A spirited rising stage star

Adele Astaire was a glittering, glamorous star, dancing with her brother, Fred, endearing herself to audiences from New York to London. But although she is toasted by royalty and beloved by countless fans, Adele Astaire has dreams of a loving husband and a houseful of children. And when she meets Lord Charles Cavendish, her wishes may just come true—but at what cost?

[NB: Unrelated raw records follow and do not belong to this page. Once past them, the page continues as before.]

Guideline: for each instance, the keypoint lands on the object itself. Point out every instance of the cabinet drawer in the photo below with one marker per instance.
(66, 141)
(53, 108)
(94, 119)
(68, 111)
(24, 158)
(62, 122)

 A determined young dancer 

Ever since Violet Wood could walk she’s wanted to dance on the London stage. Befriended by Adele, filled with ambition, she is more than willing to make the sacrifices it will take to become a star herself, and her rags-to-riches hopes are within reach. But the road to fame is never easy.

Two women with unquenchable spirit 

From the fast-paced world of roaring 20s New York to the horrors and sacrifice of wartime London, Adele's and Violet’s lives intertwine, and each must ask themselves is fame worth the price you must pay?

Excerpt

The colossal steamship Aquitania loomed at the pier, its four great red-and-black stacks puffing clouds of grayishwhite smoke. My breath mirrored those hazy swirls, and I tucked my fur stole around my neck. The ocean liner was massive, its many decks lined with hundreds of windows and portholes. A floating skyscraper, if there were such a thing.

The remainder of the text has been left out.